Ein Jahr nach dem Amoklauf von Winnenden warten viele Berliner Schulen noch immer auf spezielle Alarmanlagen. Hohe Kosten schrecken die Bezirke.

Ein Jahr nach dem Amoklauf von Winnenden sind Berlins Schulen noch nicht flächendeckend gegen ähnliche Gefahrenlagen gewappnet. Vor allem die Installation einer speziellen Alarmanlage macht Probleme. Spandau und Lichtenberg gehen davon aus, dass sie erst im Laufe des Jahres 2011 alle Schulen entsprechend ausgerüstet haben werden. Die anderen Bezirke benötigen zum Teil noch bis Ende 2010. Vor allem die Kosten bereiten Probleme. Nach groben Schätzungen belaufen sie sich berlinweit auf rund vier Millionen Euro – allein für neue Signaltöne und verteilte Alarmknöpfe.

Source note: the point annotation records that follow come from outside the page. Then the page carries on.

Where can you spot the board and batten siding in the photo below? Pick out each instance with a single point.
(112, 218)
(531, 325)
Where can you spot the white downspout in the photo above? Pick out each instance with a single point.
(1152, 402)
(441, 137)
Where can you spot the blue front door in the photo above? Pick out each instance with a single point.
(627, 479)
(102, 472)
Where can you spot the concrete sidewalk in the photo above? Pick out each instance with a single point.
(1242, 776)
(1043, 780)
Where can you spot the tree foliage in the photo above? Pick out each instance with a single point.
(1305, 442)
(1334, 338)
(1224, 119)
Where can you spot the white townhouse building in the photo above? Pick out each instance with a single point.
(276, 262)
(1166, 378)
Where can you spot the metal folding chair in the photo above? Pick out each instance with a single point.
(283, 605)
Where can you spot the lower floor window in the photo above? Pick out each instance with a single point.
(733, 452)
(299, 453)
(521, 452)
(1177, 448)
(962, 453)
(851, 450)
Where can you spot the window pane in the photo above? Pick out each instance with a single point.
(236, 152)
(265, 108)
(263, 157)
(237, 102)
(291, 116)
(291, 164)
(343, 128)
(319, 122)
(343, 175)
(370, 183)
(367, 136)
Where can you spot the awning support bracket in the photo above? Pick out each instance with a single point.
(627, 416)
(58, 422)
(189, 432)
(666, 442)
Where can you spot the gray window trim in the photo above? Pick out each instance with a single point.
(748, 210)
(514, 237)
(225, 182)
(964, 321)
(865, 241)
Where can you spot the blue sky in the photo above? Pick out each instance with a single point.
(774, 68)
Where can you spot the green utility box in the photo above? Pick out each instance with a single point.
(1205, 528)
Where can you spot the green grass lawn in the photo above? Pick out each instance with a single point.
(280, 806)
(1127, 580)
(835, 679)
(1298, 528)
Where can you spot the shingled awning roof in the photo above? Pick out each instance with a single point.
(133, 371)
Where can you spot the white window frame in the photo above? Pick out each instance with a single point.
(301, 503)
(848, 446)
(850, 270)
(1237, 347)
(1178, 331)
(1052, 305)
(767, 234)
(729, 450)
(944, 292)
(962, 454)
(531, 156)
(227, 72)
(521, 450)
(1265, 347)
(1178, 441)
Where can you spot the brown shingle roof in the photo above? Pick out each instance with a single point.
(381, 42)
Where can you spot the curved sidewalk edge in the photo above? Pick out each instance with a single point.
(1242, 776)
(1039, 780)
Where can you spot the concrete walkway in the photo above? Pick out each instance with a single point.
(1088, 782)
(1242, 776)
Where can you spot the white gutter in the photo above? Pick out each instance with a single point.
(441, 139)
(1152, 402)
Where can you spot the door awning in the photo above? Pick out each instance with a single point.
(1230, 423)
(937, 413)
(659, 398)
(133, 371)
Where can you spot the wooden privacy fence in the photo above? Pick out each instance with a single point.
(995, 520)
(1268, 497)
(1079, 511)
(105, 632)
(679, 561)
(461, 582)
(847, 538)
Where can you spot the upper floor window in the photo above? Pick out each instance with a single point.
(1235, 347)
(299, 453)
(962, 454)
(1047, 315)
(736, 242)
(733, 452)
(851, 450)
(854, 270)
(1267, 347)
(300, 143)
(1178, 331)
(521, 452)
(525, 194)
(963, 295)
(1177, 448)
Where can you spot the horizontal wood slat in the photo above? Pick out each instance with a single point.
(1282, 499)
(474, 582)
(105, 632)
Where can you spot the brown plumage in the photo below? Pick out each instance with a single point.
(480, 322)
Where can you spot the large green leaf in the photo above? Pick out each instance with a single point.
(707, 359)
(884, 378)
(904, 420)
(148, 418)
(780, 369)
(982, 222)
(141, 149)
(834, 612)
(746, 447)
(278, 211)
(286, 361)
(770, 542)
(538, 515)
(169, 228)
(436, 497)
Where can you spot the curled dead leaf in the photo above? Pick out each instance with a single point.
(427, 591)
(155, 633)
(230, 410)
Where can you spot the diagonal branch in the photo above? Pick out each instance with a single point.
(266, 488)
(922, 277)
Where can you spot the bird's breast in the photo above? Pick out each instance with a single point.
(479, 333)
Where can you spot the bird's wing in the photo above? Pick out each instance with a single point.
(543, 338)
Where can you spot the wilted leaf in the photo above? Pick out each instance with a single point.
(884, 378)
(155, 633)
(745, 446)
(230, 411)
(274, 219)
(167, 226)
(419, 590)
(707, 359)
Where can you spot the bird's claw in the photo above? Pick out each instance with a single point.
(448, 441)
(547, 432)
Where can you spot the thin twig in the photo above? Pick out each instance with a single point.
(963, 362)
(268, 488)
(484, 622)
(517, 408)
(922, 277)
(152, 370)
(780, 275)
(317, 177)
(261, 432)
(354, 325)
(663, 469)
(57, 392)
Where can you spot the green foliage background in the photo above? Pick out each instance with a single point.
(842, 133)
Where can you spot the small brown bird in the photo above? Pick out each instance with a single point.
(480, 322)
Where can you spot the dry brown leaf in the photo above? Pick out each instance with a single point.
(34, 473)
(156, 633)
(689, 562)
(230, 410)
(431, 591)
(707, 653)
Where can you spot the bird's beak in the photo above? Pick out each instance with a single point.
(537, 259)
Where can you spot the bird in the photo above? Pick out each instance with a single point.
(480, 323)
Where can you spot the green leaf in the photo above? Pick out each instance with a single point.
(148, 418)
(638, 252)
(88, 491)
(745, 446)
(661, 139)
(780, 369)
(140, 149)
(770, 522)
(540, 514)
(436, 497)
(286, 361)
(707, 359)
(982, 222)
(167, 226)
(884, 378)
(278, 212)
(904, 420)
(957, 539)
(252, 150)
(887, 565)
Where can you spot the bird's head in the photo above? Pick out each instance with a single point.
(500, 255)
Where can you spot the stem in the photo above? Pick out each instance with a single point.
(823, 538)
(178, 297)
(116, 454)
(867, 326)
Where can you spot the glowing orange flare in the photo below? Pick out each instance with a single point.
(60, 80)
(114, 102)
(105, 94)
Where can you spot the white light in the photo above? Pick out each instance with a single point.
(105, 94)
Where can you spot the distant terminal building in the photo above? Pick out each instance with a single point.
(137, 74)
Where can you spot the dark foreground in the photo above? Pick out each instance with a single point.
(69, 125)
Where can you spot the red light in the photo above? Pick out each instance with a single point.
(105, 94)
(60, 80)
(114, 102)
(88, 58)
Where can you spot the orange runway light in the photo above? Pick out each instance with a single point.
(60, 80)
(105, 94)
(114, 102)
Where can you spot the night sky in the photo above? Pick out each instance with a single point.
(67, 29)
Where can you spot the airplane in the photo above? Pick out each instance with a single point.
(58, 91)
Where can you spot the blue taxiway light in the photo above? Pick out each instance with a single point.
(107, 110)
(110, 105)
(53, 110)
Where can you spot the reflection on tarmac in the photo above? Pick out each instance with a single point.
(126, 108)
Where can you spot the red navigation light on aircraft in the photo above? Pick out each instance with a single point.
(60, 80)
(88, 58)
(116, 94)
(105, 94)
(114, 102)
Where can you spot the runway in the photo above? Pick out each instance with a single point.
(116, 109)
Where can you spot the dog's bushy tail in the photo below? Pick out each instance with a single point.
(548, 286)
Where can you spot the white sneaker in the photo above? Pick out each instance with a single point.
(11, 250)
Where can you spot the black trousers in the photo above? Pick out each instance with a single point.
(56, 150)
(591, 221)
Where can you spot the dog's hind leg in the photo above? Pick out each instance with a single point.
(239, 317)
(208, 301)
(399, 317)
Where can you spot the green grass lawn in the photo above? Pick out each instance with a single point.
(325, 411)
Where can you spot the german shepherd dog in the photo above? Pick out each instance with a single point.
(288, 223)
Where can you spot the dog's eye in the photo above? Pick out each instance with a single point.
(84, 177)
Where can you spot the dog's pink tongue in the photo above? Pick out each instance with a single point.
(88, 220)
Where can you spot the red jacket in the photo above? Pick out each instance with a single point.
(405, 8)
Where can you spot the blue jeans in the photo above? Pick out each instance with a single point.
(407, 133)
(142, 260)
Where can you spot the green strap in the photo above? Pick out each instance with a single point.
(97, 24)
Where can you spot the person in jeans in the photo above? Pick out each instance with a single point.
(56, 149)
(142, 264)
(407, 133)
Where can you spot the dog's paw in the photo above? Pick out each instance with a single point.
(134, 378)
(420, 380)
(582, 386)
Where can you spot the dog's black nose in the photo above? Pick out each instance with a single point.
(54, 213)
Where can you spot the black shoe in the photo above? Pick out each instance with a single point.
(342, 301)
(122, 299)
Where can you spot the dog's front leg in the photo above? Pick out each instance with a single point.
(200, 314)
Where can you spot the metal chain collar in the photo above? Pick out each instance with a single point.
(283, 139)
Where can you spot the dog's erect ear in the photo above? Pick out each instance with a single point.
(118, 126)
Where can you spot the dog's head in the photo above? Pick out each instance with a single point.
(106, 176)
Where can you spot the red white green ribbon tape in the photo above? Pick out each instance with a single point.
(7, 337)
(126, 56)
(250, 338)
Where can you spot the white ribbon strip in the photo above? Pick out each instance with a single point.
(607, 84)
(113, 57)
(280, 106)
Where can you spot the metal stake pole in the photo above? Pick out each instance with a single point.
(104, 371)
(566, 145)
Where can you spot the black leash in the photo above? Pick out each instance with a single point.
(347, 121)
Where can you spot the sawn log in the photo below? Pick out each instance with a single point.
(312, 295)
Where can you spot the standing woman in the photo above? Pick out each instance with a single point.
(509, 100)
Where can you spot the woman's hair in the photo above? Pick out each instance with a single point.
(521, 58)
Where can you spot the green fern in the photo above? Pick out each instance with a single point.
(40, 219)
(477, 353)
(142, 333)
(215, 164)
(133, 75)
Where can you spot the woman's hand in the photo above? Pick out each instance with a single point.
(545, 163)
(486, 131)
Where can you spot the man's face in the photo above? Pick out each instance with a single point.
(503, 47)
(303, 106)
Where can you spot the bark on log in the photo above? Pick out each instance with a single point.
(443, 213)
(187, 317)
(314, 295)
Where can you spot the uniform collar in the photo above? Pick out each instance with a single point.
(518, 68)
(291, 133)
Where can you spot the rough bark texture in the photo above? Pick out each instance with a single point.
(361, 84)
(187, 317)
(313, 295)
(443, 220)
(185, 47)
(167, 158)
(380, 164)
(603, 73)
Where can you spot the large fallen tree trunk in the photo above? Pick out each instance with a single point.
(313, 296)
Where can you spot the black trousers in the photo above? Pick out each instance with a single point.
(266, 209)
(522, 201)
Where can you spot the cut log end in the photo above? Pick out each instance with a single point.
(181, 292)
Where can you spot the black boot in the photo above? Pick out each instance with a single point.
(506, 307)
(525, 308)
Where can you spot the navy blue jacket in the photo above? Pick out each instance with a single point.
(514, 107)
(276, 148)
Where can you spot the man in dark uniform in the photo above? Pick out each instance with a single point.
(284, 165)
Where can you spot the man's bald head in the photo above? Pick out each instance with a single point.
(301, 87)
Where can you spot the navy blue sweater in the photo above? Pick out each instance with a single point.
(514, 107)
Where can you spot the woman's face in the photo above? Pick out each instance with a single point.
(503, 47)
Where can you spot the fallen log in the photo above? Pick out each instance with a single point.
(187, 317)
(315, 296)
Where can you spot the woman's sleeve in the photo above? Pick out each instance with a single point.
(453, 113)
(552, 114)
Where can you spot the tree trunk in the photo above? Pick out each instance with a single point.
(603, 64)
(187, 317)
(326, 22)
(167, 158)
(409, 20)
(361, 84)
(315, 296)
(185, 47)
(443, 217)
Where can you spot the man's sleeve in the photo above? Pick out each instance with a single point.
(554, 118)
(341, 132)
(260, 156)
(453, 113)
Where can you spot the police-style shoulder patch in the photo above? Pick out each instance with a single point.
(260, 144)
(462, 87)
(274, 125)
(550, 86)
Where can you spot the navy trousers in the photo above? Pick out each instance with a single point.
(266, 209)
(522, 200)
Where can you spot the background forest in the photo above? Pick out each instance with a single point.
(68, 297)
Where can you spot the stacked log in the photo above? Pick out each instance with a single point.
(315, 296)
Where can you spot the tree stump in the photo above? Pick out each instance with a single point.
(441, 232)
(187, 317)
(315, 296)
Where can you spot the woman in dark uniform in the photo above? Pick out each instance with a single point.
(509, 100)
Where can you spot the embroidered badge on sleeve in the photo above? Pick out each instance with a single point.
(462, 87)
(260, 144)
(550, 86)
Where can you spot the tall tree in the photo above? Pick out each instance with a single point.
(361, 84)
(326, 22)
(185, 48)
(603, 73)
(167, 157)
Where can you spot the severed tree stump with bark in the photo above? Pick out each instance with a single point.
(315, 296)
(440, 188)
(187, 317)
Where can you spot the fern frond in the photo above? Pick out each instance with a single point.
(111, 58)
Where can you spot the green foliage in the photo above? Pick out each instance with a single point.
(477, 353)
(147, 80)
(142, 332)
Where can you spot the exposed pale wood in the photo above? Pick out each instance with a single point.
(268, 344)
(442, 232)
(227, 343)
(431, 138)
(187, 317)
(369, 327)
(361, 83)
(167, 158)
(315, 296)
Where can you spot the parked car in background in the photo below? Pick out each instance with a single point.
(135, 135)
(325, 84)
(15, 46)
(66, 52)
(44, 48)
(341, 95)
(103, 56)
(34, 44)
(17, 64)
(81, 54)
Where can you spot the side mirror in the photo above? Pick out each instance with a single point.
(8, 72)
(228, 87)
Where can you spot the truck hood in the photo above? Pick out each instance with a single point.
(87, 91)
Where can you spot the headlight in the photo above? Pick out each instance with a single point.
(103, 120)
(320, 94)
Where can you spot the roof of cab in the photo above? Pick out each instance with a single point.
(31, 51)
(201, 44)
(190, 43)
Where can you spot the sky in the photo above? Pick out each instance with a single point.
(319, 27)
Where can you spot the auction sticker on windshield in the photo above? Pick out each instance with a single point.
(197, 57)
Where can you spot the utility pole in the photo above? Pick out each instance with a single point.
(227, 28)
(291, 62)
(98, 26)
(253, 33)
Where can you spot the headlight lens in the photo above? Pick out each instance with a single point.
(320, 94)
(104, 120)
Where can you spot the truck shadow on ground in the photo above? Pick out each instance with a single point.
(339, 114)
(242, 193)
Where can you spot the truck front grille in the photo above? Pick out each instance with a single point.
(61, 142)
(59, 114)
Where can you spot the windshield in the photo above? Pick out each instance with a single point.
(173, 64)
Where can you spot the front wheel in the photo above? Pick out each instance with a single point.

Lautsprecheranlagen wird es zunächst nur vereinzelt geben.

Kurz nach den Ereignissen von Winnenden hatten sich Senat und Bezirke darauf geeinigt, die Schulen zügig umzurüsten. Im Mittelpunkt stand das Bemühen, im Gefahrenfall zu verhindern, dass Schüler und Lehrer in Panik aus den Klassenzimmern laufen. Deshalb sollte es einen neuen Signalton geben, der klar vom Feueralarm unterscheidbar ist. Die Bildungsbehörde rechnete mit 2000 bis 3000 Euro pro Schule für die Umrüstung.

Die Bezirke weisen diese Summe als viel zu gering zurück. Tatsächlich seien im Schnitt mindestens 5000 Euro nötig, heißt es aus Charlottenburg-Wilmersdorf. Schließlich müssten nicht nur die Klingelanlagen umgerüstet werden: Vor allem in weitläufigen Gebäuden sei es kostspielig, genügend erreichbare Alarmknöpfe zu installieren. Bei Neu- und Umbauten sind die Bezirke zudem verpflichtet, in jedem Raum Lautsprecher einzuplanen, was zehntausende Euro kostet. Zu den Schulen, die dieser Tage neu mit Lautsprechern ausgerüstet wurden, gehört etwa das Schadow-Gymnasium in Zehlendorf. Der Bildungsstadtrat von Charlottenburg-Wilmersdorf, Reinhard Naumann (SPD), kündigte an, dass die Witzleben-, Ustinow- und Hebel-Schule jetzt Lautsprecher erhalten. Auch Neukölln will verstärkt Lautsprecheranlagen installieren.

Einen anderen Weg bei der Amok-Warnung geht Reinickendorf. Hier soll der Alarm auch von Lehrer-Handys aus freigeschaltet werden können. Baustadtrat Martin Lambert (CDU) beziffert die Kosten auf 8500 Euro pro Schule. Bis zum Sommer sollen hier alle Schulen versorgt sein.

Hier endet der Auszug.